[Date Prev][Date Next][Thread Prev][Thread Next][Date Index][Thread Index]
Re: Regular expressions for Unicode general categories
From: |
Derick Eddington |
Subject: |
Re: Regular expressions for Unicode general categories |
Date: |
Sun, 07 Dec 2008 16:49:55 -0800 |
On Mon, 2008-12-08 at 00:35 +0100, Peter Dyballa wrote:
> Am 07.12.2008 um 21:47 schrieb Derick Eddington:
>
> > So, what can I do? If Emacs regular expressions' backslash construct
> > `\cC' supported Unicode general categories, or if there was some
> > construct which did, I think that would do it nicely. Is that
> > planned, or should I resort to doing more manual parsing, or something
> > else?
>
>
> Can't you use the Unicode characters themselves? In ranges like [À-Ëà-
> ë]?
I'm using `rx-to-string' on my computed character sets (i.e., using it
on my one big SRE (s-expression regular expression) that has sub-SREs of
`(char . ,<list-of-characters>)), and `rx-to-string' consolidates the
characters into ranges and I'm assuming it does so as much as possible,
so I think I'm already using ranges as much as possible. Here's a
modified simplified version of what I'm doing and it shows
`rx-to-string' is computing ranges:
(require 'rx)
(let* ((general-categories
(let ((al (list (list 'Po) (list 'Sc))) ;; removed a bunch of others
(c 0))
(while (< c #x110000)
(unless (and (<= #xD800 c) (<= c #xDFFF))
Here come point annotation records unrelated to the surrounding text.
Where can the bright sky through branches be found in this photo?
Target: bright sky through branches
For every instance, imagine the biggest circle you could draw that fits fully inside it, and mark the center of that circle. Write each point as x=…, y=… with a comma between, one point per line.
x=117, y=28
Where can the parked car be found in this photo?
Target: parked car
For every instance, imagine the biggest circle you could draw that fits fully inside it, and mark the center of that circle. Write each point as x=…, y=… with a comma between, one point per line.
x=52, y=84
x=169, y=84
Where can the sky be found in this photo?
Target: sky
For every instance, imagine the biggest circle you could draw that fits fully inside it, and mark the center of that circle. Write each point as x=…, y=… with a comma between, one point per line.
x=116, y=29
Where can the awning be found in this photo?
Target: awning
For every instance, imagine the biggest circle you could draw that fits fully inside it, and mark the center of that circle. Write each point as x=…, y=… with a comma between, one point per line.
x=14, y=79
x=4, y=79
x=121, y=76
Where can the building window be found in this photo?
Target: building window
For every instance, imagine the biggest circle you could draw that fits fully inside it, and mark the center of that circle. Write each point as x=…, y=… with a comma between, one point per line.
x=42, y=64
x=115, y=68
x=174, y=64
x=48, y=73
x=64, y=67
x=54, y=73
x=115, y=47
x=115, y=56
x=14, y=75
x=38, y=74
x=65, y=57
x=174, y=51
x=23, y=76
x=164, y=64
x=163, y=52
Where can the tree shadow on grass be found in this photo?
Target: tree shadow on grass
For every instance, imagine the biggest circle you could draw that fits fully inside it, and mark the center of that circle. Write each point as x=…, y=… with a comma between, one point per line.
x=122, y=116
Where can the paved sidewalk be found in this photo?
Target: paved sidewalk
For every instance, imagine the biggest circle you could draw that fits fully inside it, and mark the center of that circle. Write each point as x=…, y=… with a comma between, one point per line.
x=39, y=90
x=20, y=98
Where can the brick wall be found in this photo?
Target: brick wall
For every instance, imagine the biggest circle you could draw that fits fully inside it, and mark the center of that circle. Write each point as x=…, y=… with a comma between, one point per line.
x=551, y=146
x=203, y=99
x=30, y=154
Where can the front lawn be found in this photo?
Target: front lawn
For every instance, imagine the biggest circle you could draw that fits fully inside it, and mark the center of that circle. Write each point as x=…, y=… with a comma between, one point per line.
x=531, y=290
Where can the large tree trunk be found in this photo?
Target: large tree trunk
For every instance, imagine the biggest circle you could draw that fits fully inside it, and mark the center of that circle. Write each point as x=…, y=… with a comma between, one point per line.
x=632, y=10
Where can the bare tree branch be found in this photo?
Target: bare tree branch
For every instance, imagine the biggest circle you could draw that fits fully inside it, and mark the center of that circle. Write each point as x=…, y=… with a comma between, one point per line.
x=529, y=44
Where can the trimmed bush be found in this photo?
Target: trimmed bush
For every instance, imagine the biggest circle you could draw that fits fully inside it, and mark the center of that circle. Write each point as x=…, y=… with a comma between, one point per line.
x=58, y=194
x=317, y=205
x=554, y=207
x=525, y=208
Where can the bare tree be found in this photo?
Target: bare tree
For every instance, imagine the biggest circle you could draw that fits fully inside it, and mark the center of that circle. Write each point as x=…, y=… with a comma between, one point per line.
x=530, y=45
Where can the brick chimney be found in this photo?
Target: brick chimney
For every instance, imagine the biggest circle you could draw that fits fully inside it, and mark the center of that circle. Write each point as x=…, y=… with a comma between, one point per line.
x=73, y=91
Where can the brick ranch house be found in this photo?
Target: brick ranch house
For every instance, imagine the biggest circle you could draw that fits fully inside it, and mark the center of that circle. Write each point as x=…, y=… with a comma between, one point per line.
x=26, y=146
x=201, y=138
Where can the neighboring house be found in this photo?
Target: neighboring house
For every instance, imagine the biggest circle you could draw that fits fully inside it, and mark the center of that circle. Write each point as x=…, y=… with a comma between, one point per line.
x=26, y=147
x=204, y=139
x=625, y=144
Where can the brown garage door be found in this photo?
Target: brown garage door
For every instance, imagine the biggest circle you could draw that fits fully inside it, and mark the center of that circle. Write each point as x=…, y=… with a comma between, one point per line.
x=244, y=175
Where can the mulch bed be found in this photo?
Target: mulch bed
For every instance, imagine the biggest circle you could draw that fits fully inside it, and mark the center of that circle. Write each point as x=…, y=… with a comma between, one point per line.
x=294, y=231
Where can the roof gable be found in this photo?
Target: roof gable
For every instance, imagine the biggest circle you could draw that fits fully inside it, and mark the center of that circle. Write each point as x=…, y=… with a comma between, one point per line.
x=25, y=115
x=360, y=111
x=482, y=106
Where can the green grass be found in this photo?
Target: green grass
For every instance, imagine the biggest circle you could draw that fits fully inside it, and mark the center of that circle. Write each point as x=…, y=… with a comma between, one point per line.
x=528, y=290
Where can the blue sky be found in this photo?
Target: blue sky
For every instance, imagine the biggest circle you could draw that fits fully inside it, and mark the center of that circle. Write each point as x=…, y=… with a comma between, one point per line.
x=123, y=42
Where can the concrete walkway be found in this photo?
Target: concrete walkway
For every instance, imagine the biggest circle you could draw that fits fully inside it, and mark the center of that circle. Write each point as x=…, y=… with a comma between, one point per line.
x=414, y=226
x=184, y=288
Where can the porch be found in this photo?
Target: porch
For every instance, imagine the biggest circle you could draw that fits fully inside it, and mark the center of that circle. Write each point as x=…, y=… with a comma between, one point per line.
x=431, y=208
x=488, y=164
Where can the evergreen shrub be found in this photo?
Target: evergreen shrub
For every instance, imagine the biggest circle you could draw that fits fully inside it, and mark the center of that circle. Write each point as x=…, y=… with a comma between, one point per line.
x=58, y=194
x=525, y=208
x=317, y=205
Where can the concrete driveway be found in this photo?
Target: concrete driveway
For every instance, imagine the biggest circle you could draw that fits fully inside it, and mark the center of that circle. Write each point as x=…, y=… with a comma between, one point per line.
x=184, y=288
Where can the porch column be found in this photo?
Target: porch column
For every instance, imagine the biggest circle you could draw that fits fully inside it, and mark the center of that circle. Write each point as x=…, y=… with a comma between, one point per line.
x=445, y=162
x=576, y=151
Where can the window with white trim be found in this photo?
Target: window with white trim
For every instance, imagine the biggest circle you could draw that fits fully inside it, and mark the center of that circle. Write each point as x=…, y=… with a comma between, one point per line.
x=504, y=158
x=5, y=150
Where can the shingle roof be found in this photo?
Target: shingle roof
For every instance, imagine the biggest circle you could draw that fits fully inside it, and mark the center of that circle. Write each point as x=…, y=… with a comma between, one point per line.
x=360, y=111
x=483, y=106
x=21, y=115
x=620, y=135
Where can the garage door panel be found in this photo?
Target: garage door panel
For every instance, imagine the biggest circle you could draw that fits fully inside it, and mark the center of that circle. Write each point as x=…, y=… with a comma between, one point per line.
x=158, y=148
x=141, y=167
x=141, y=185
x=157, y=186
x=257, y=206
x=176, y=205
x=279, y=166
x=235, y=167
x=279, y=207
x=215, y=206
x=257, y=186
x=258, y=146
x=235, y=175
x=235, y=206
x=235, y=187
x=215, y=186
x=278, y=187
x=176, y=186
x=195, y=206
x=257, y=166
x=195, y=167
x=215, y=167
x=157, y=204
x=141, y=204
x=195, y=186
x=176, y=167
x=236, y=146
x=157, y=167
(let* ((gc (get-char-code-property c 'general-category))
(a (assq gc al)))
(when a (setcdr a (cons c (cdr a))))))
(setq c (1+ c)))
al))
(char-set (lambda (gc) `(char . ,(cdr (assq gc general-categories)))))
(Po (funcall char-set 'Po))
(Sc (funcall char-set 'Sc))
;; removed a bunch of other stuff
(thing `(seq "foo" (or ,Po ,Sc) "bar")))
(rx-to-string thing))
=>
"\\(?:foo\\(?:[!-#%-'*,./:;?@\\¡·¿;·՚-՟։׀׃׆׳״؉؊،؍؛؞؟٪-٭۔܀-܍߷-߹।॥॰෴๏๚๛༄-༒྅࿐-࿔၊-၏჻፡-፨᙭᙮᛫-᛭᜵᜶។-៖៘-៚᠀-᠅᠇-᠊᥄᥅᧞᧟᨞᨟᭚-᭠᰻-᰿᱾᱿‖‗†-‧‰-‸※-‾⁁-⁃⁇-⁑⁓⁕-⁞⳹-⳼⳾⳿⸀⸁⸆-⸈⸋⸎-⸖⸘⸙⸛⸞⸟⸪-⸮⸰、-〃〽・꘍-꘏꙳꙾꡴-꡷꣎꣏꤮꤯꥟꩜-꩟︐-︖︙︰﹅﹆﹉-﹌﹐-﹒﹔-﹗﹟-﹡﹨﹪﹫!-#%-'*,./:;?@\。、・𐄀𐄁𐎟𐏐𐤟𐤿𐩐-𐩘𒑰-𒑳]\\|[$¢-¥؋৲৳૱௹฿៛₠-₵﷼﹩$¢£¥₩]\\)bar\\)"
If I did type the characters themselves in "[x-y]" ranges, I'd have to
figure out a lot them because the Unicode general categories are not
simple ranges, they're scattered across the code-points. I need these
general categories which have these numbers of elements:
((Lu 1438) (Ll 1770) (Lt 31) (Lm 187) (Lo 90794) (Mn 1082) (Nl 214)
(No 349) (Pd 20) (Pc 10) (Po 318) (Sc 41) (Sm 946) (Sk 99) (So 3695)
(Co 137468) (Nd 408) (Mc 269) (Me 13) (Zs 18) (Zl 1) (Zp 1))
which is way more than I can manually manage.
--
: Derick
----------------------------------------------------------------